These Horses Are Most Magnificent Colors You Will Ever See
#1: The Cremello Akhal-Teke
This Ahkal-Teke horse makes the rounds on /r/pics periodically, so I thought I'd show you guys some of the other awesome colors horses can come in. This is cremello, a creme color base with blue eyes, but not albino or white. This is a result of the creme dilution gene, which has several variations.
#2: Pinto
Pinto is the combination of white and another solid color. The combinations very greatly. This is a black/white pinto.
#3: Dappled grey pinto
Polka dots, can you spot how many?
#4: Buckskin Pinto
White and brown, going buck wild in this place.
#5: Bay Brindle
Brindle is a coat coloring pattern in animals, particularly dogs, cattle, guinea pigs, crested geckos and, rarely, horses.
#6: Gray Brindle
It is sometimes described as "tiger striped", although the brindle pattern is more subtle than that of a tiger's coat.
#7: Red Road
Used to include both chestnut and bay roans. In 1999, the American Paint Horse Association changed its coat color descriptions: roans with a chestnut background coat are registered "red roan", while "bay roan" is its own category.
#8: Blue Roan
Is loosely applied to any roan with a dark underlying coat that gives it a bluish cast.
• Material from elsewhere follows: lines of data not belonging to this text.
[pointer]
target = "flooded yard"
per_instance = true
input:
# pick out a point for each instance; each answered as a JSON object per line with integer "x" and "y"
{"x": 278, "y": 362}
But in the strictest sense, "blue roan" is a common synonym for a roan with a black background coat.
#9: Chocolate Flaxen
Dark and beautiful with the light hair.
#10: Classic Champagne
Champagne is a dilution gene, similar to creme. Classic champagne is black base diluted by the champagne.
#11: Gold Champagne
Chestnut base diluted by champagne gene.
#12: Perlino
A creme gene variation. Perlinos have a more reddish color, especially in the mane and tail.
#13: Leopard Spots
Commonly associated with Appaloosa horses, there are a couple breeds that are spotted, including the Danish Knabstrupper.
#14: Red rabicano
Is a horse coat color characterized by limited roaning in a specific pattern: its most minimal form is expressed by white hairs at the top of a horse's tail.
#15: Sooty on Chestnut
Characterized by black or darker hairs mixed into a horse's coat, typically concentrated along the topline of the horse and less prevalent on the underparts. Sootiness is presumed to be heritable, though the precise genetic mechanism, or series of mechanisms, is not well-understood.